The guidelines for taking antibiotics prior to dental procedures have been changing. Although some patients who took antibiotics in the past may no longer need to, each patient should comply with the recommendation of their physician. Keep in mind that, with your signed permission, Dr. Alexander can communicate with and coordinate your oral health care in consultation with your physician.  

Current Guidelines for Heart Patients:

The American Heart Association (AHA) now says that many patients who have taken preventive antibiotics regularly in the past no longer need them, including people with the following conditions:

  • Mitral valve prolapse
  • Rheumatic heart disease
  • Bicuspid valve disease
  • Calcified aortic stenosis
  • Congenital heart conditions such as ventricular septal defect, atrial septal defect and hypertrophic cardiomyopathy.

Your doctor may still recommend antibiotics if you have:

  • Artificial heart valves
  • A history of an infection of the lining of the heart or heart valves known as infective endocarditis, an uncommon but life-threatening infection
  • A heart transplant in which a problem develops with one of the valves inside the heart.
  • Some heart conditions that are present from birth:
    • Cyanotic congenital heart disease (birth defects with oxygen levels lower than normal), that has not been fully repaired, including children who have had a surgical shunts and conduits.
    • A congenital heart defect that’s been completely repaired with prosthetic material or a device for the first six months after the repair procedure. †
    • Repaired congenital heart disease with residual defects, such as persisting leaks or abnormal flow at or adjacent to a prosthetic patch or prosthetic device.

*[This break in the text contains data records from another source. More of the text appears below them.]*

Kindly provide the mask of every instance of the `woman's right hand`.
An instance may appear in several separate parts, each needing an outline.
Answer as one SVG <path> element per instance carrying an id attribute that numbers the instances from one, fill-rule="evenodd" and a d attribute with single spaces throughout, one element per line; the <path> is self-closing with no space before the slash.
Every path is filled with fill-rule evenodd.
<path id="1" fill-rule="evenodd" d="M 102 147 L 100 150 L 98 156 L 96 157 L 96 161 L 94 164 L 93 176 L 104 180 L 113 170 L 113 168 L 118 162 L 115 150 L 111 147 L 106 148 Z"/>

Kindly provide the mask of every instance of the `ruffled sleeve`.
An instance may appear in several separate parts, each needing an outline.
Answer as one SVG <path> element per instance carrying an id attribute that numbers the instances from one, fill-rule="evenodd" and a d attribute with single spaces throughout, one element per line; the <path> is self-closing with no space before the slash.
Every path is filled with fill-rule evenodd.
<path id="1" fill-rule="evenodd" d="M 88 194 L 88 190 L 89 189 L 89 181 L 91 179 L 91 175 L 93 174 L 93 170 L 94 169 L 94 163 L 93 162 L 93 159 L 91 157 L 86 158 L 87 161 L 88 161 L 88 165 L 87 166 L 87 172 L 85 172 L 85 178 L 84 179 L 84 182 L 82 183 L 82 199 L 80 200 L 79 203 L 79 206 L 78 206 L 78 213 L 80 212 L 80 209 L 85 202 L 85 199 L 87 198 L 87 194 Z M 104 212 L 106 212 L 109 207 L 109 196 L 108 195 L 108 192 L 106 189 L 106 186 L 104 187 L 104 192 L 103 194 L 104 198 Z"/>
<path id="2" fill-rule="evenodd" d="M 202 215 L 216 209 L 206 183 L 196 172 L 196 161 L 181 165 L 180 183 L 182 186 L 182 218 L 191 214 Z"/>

Preventive antibiotics are no longer recommended by The American Heart Association for any other congenital heart disease. These guidelines are based on a growing body of scientific evidence that shows that the risks of taking preventive antibiotics outweigh the benefits for most patients. The risks include adverse reactions to antibiotics and, more significantly, the development of drug-resistant bacteria.

If you are a heart patient, Dr. Jamie Alexander wants to know and adhere to the recommendation of your heart physician.

Current Guidelines for Joint Replacement Patients:

In 2012 the American Dental Association (ADA) and the American Academy of Orthopedic Surgeons (AAOS) jointly stated that antibiotics were not mandatory for joint implant patients undergoing routine dentistry. This statement was issued again in 2015 by the ADA, after an updated review of the scientific literature in 2014.

Many orthopedists still recommend antibiotic prophylaxis for two or more years after joint replacement, citing that individuals with joint replacement are less able to fight the onset of bone infection and less able to combat it, if it occurs. At greatest risk are individuals with rheumatoid arthritis, lupus and other autoimmune disorders, insulin-dependent diabetics, and hemophiliacs, organ transplant recipients, those undergoing cancer therapy, those with advanced HIV infection, and those who have had previously had an infection of a joint implant.

If you have had a joint replacement, Dr. Jamie Alexander wants to know and adhere to the recommendation of your orthopedic surgeon.